Thai prices reach B41,350 as investors seek safe-haven assets

(Photo: Reuters)
(Photo: Reuters)

Gold prices climbed to a fresh record on Friday as demand for the safe-haven asset was spurred by simmering Middle East tensions.

Bullion broke the $2,400-an-ounce mark for the first time on Friday morning, climbing as much as 1.2% to $2,400.67. Thai selling prices reached 41,350 baht per baht-weight (15.2 grammes), according to the Thai Gold Traders Association.

The United States and its allies believe a major missile attack by Iran or its proxies is imminent in retaliation for an Israeli strike on the Iranian embassy compound in Syria.

“Gold prices are up again, as more investors view it as a better hedge against geopolitical risk than government bonds due to US inflation concerns,” Mohamed El-Erian, the president of Queens College in Cambridge and a Bloomberg Opinion columnist, wrote in a post on X.

The precious metal has powered higher this year, dragging silver along with it, as central banks including China’s stepped up gold purchases. In addition, traders have also been assessing the scope for interest-rate cuts from the US Federal Reserve over 2024, though still-strong US inflation has muddied that outlook.

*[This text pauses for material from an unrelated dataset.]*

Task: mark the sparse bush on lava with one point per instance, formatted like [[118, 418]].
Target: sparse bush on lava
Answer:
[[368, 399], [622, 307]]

Spot gold was 0.9% higher at $2,393.73 an ounce in London, with the metal on track for a fourth weekly advance, the longest such run since early 2023.

Platinum and palladium also advanced, even as the Bloomberg Dollar Spot Index traded near the highest level since November. A stronger US currency is typically a headwind for commodities priced in the greenback as it can reduce interest from overseas buyers.

“Geopolitical risk is the fulcrum here,” said Rhona O’Connell, head of market analysis at StoneX Financial. In a year with more than 50 local and national elections, ongoing tensions in the Middle East add “further fuel to the fire”, she said.